Statement A: In case of an anisotropic oscillator, there is no degeneracy since the potential is not symmetric.
An anisotropic oscillator is one in which the potential energy is different in different directions. This means that the oscillator is not symmetric, and thus, it does not possess any degeneracy. Degeneracy refers to the situation where multiple energy levels have the same energy. In an anisotropic oscillator, the potential energy along different axes is different, resulting in different energy levels for different directions. Therefore, there is no degeneracy in an anisotropic oscillator.
Statement B: Both isotropic and anisotropic oscillators have zero-point energy.
The zero-point energy is the minimum energy that a system can possess even at its ground state (lowest energy level). Both isotropic and anisotropic oscillators have zero-point energy. This is because the zero-point energy arises from the Heisenberg uncertainty principle, which states that the position and momentum of a particle cannot be simultaneously known with absolute certainty. As a result, even in the ground state, the particle still possesses some energy due to the uncertainty in its position and momentum. This energy is known as the zero-point energy, and it exists in both isotropic and anisotropic oscillators.
Statement C: In case of an isotropic harmonic oscillator, the energy levels can be degenerate.
An isotropic harmonic oscillator is one in which the potential energy is the same in all directions. This means that the oscillator is symmetric, and it possesses degeneracy. In an isotropic oscillator, the potential energy is solely determined by the distance from the equilibrium position and not by the direction. This results in the same energy levels for different directions, leading to degeneracy. Therefore, energy levels in an isotropic harmonic oscillator can be degenerate.
Conclusion:
In summary, the statements A, B, and C are all correct. In an anisotropic oscillator, there is no degeneracy due to the lack of symmetry in the potential energy. Both isotropic and anisotropic oscillators have zero-point energy arising from the Heisenberg uncertainty principle. In an isotropic harmonic oscillator, the energy levels can be degenerate due to the symmetry of the potential energy.
The 3-dimensional harmonic oscillator is a system in which a particle is subjected to a potential energy that varies quadratically with its displacement from the equilibrium position in all three dimensions. This system has several important properties, including degeneracy and zero-point energy. In this response, we will analyze each statement and explain why options A, B, and C are correct.
Statement A: In case of an anisotropic oscillator, there is no degeneracy since the potential is not symmetric.
An anisotropic oscillator is one in which the potential energy is different in different directions. This means that the oscillator is not symmetric, and thus, it does not possess any degeneracy. Degeneracy refers to the situation where multiple energy levels have the same energy. In an anisotropic oscillator, the potential energy along different axes is different, resulting in different energy levels for different directions. Therefore, there is no degeneracy in an anisotropic oscillator.
Statement B: Both isotropic and anisotropic oscillators have zero-point energy.
The zero-point energy is the minimum energy that a system can possess even at its ground state (lowest energy level).

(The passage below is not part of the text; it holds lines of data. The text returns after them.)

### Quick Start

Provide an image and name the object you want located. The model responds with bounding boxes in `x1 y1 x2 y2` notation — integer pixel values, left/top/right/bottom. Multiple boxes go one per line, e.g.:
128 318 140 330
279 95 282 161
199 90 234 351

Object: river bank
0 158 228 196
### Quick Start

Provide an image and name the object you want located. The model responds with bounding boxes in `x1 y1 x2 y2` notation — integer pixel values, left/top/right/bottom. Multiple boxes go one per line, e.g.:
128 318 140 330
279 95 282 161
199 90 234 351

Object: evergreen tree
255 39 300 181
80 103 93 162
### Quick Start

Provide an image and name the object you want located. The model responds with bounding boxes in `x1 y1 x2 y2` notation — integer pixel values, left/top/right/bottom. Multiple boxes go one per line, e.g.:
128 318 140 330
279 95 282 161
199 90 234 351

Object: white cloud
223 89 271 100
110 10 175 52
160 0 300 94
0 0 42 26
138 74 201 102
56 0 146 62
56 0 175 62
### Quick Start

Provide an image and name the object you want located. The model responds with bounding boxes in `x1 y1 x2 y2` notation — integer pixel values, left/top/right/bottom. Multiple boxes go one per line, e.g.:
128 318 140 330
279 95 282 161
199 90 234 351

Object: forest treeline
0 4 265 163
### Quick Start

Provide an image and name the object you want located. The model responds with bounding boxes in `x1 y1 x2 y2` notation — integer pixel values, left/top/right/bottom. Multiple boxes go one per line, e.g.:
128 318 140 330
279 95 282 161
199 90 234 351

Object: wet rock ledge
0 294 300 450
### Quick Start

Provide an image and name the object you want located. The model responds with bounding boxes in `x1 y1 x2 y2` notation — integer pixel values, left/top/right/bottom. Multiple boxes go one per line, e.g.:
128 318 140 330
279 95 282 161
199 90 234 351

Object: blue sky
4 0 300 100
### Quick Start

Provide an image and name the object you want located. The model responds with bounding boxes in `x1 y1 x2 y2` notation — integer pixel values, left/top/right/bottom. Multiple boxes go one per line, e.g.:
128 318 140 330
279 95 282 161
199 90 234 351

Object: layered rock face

Both isotropic and anisotropic oscillators have zero-point energy. This is because the zero-point energy arises from the Heisenberg uncertainty principle, which states that the position and momentum of a particle cannot be simultaneously known with absolute certainty. As a result, even in the ground state, the particle still possesses some energy due to the uncertainty in its position and momentum. This energy is known as the zero-point energy, and it exists in both isotropic and anisotropic oscillators.
Statement C: In case of an isotropic harmonic oscillator, the energy levels can be degenerate.
An isotropic harmonic oscillator is one in which the potential energy is the same in all directions. This means that the oscillator is symmetric, and it possesses degeneracy. In an isotropic oscillator, the potential energy is solely determined by the distance from the equilibrium position and not by the direction. This results in the same energy levels for different directions, leading to degeneracy. Therefore, energy levels in an isotropic harmonic oscillator can be degenerate.
Conclusion:
In summary, the statements A, B, and C are all correct. In an anisotropic oscillator, there is no degeneracy due to the lack of symmetry in the potential energy. Both isotropic and anisotropic oscillators have zero-point energy arising from the Heisenberg uncertainty principle. In an isotropic harmonic oscillator, the energy levels can be degenerate due to the symmetry of the potential energy.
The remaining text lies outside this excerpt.